Query to display missing sequence numbers/range for separate groups/subgroups


I have been struggling with this query for a while now. Table structure is:

Table A : Aid, sequenceNumber, CategoryId, SubCategoryId
TableCategory: CategoryId, CategoryName
TableSubCategory: SubCategoryId, SubCategoryName

For each subcategory the sequence number will reset as well as for each category so for example:
For Category A, subcategory A it will be 1,2,3...n
For Category A, subcategory B it will be 1,2,3...n  
For Category B, subcategory A it will be 1,2,3...n and so on . It will always start from 1 to whatever.

I would like to write a query to find missing values in a sequence which is grouped by category and by subcategory as well as gaps - 'from', 'to' values

So for example, I should be able to tell values 2,3 and 4 through 8 are missing in Category A, subcategory B and so forth... I was able to write it without groupings but I am not sure how to handle 2 tier grouping and make sure each group and subgroup have the correct sequence order.

Let me know if I am not clear and any help would be appreciated.
cyberkiwiConnect With a Mentor Commented:
As ranges instead of individual records

select A.CategoryId, A.SubCategoryId, isnull((
      select top(1) c.sequenceNumber from TableA C
      where A.CategoryId=C.CategoryId and A.SubCategoryId=C.SubCategoryId
      and c.sequenceNumber<A.sequenceNumber
      order by c.sequenceNumber desc
      )+1,1) [From], A.sequenceNumber-1 [To]
from TableA A
where A.sequenceNumber>1 and not exists (
      select * from TableA B
      where A.CategoryId=B.CategoryId and A.SubCategoryId=B.SubCategoryId
      and B.sequenceNumber=A.sequenceNumber -1)
Would you care to put out some result rows complete with columns desired?
This gives you the missing numbers
;with A AS (
  select CategoryId, SubCategoryId, max(sequenceNumber) as MaxSeq
  from TableA
  group by CategoryId, SubCategoryId)
select A.CategoryId, A.SubCategoryId, v.number
from A
inner join master..spt_values v on v.type='P' and v.number between 1 and A.MaxSeq
left join TableA B on A.CategoryId=B.CategoryId and A.SubCategoryId=B.SubCategoryId and B.sequenceNumber = v.number
Where B.sequenceNumber is null

askaspAuthor Commented:
This was my reference when I started to build up my query.

But I get stuck when I tried to implement 2 levels of grouping. Query is to double check the sequence order so the result set would only contain information about the missing values. An example would be:

Table A_Name  CategoryName SubcategoryName  MissingValueStartAt   MissingValueStopAt
    test                        A                        A1                             20                                 20
    test15                    A                        A2                             3                                   8
    test20                    B                        B3                              123                             123
    test24                    C                        C4                              47                                50

So for Category A, subcategory A1 -  I am missing the value "20".
For Category A , subcategory A2 -  I am missing values 3,4,5,6,7,8
For Category  B, subcategory B3   - I am missing the value "123".

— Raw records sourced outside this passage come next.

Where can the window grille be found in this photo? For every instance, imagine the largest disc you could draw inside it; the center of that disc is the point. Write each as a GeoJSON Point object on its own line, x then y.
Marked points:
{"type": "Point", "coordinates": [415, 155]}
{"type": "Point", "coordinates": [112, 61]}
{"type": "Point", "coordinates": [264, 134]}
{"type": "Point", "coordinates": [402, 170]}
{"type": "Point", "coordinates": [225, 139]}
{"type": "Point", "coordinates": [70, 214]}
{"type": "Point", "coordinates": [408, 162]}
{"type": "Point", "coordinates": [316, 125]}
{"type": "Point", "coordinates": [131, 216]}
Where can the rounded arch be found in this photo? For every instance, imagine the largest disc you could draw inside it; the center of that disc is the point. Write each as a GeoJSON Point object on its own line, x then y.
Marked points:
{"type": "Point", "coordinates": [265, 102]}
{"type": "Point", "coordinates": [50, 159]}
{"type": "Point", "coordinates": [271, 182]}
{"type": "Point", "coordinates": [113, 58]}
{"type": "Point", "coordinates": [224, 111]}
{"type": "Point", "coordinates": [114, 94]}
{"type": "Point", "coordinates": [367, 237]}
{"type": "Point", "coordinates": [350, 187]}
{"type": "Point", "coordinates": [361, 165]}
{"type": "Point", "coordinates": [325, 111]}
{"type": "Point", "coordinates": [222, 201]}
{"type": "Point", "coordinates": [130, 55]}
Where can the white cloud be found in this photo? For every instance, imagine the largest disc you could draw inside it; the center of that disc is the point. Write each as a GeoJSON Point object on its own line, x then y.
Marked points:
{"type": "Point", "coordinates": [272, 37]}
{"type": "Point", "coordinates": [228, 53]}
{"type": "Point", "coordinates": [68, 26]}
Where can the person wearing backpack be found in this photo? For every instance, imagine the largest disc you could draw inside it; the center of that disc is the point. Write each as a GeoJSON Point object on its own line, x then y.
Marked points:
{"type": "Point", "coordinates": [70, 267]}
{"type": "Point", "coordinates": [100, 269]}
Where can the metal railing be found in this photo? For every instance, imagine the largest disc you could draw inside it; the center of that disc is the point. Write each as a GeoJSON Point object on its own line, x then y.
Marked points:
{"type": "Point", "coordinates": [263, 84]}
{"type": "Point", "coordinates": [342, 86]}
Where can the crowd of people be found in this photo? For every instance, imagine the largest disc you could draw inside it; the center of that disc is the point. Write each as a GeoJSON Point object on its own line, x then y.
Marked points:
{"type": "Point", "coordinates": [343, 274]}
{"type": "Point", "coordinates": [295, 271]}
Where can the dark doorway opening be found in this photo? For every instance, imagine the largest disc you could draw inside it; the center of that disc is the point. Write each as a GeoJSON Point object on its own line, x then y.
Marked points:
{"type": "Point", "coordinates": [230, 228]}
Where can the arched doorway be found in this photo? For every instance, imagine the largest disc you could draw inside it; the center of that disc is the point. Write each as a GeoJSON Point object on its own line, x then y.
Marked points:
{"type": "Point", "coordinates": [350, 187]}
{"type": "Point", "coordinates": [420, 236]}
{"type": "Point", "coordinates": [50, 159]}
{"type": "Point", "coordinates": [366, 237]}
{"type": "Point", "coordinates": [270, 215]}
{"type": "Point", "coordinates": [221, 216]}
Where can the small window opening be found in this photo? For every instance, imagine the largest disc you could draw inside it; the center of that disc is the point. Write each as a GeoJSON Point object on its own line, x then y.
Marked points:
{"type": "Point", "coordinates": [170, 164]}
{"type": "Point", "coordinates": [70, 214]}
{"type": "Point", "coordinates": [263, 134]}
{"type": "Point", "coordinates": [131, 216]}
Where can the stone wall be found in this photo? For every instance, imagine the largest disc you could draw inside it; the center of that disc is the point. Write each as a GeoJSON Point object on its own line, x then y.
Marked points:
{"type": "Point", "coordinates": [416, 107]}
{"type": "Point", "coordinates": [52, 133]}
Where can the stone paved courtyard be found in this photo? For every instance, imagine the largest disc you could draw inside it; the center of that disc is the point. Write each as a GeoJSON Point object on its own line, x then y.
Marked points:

I hope it is a little bit more clear, if not I'd happy to try again.
askaspAuthor Commented:
I think this is working so far at least with my sample data, I will be able to test it with the actual data at work tomorrow.

Have two questions though:
 - What happens if sequenceNumber hasn't set and is NULL for the entire SubCategory? seems like it ignores it?
 - Can you explain the purpose of isnull and "select top(1)" in your query?

The where clause finds sequences that are hanging (has no immediately preceeding sequence number).
So, given a range like   1,3,4,5,8,9,  it will produce 3 and 8.

The top 1.. order by sequencenumber desc goes backwards to find the first (largest) number after the gap.
For 8, it will find 5 and for 3, 1.
If it does find a number, we add 1 to it - that is the first missing number.
If it does not find any, for example a sequence like 4,5,6,7,9  (there is no number before 4), it returns null and we sub that for 1.

Hope that helps.
>   - What happens if sequenceNumber hasn't set and is NULL for the entire SubCategory? seems like it ignores it?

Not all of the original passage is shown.